Austrian Airlines, tagli “choc” per reggere la concorrenza
VIENNA
Alitalia e Austrian Airlines (Aua), due storie parallele. Per entrambe un passato da aziende di Stato, con produttività sotto zero e bilanci costantemente in rosso. La resa dei conti è venuta quando l’Ue ha posto fine agli aiuti dello Stato e così tanto l’Alitalia che l’Aua, pressoché negli stessi mesi, si sono trovate a un bivio: portare le scritture contabili in Tribunale per chiedere la liquidazione o trovare un acquirente disposto a farsi carico della baracca. Per Alitalia sappiamo come sono andate le cose. A salvare Aua ci ha pensato Lufthansa, che già qualche anno prima aveva fatto un’operazione analoga con la fallita Swissair (la compagnia elvetica ora è in espansione e produce utili). Lufthansa ha tentato di fare lo stesso con Aua, ma con minore successo. Le sinergie aziendali, l’eliminazione delle sovrapposizioni nelle rotte internazionali, il taglio delle destinazioni meno redditizie non sono bastati.
Il bilancio 2011 si è chiuso con una perdita di 66 milioni. Il piano di risanamento è fallito per la gestione troppo onerosa del personale e gli alti costi dell’hub di Vienna. Ma per una compagnia aerea che si chiama Austrian Airlines e il cui baricentro sta nella capitale austriaca quell’hub non si può evitare.
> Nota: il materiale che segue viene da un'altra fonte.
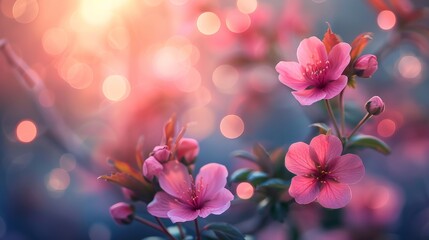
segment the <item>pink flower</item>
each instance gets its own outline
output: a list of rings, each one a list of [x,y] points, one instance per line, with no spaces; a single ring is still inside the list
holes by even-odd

L’unico spazio su cui intervenire resta quello del personale, che, nonostante il passaggio di proprietà, ha continuato a godere di vecchi privilegi, ignoti ai colleghi della casa madre tedesca o della Swissair. Qualche esempio può essere utile. Il contratto di lavoro prevede per il personale di bordo un massimo di 90 ore di volo al mese, di cui 70 considerate ordinarie e 20 in straordinario. Di conseguenza lo stipendio medio mensile di un pilota Aua è di 13.000 euro, cui possono aggiungersi altri 2.200 euro, se si arriva al tetto delle 90 ore. L’azienda incomincerà a tagliare da qui. Il nuovo contratto in discussione prevede 100 ore di volo al mese e senza straordinari.
Un altro privilegio riguarda il trattamento di fine lavoro. Ora si calcola moltiplicando per 30 lo stipendio dopo 10 anni di anzianità aziendale; se l’anzianità supera il 25 anni, si moltiplica per 39. Non sarà più così: i futuri pensionati dovranno accontentarsi di 12 mensilità. Il personale di terra non gode degli stessi privilegi, ma l’azienda intende intervenire anche su di esso nella parte normativa. In futuro il management avrà maggiore libertà di impiego dei 5800 dipendenti e questo preoccupa il sindacato, che è già sul piede di guerra e minaccia scioperi. Ma la minaccia non spaventa nessuno. Sono passati i tempi in cui il sindacato poteva dettar legge. Ora è in gioco la sopravvivenza della compagnia. Con il prezzo del carburante raddoppiato negli ultimi 5 anni e i prezzi dei biglietti dimezzati per reggere la concorrenza, il fallimento scongiurato solo pochi anni fa potrebbe riproporsi. Il tempo stringe. Una decisione sul pacchetto con tutte le misure di risanamento verrà presa dal consiglio di sorveglianza in una riunione il 29 febbraio.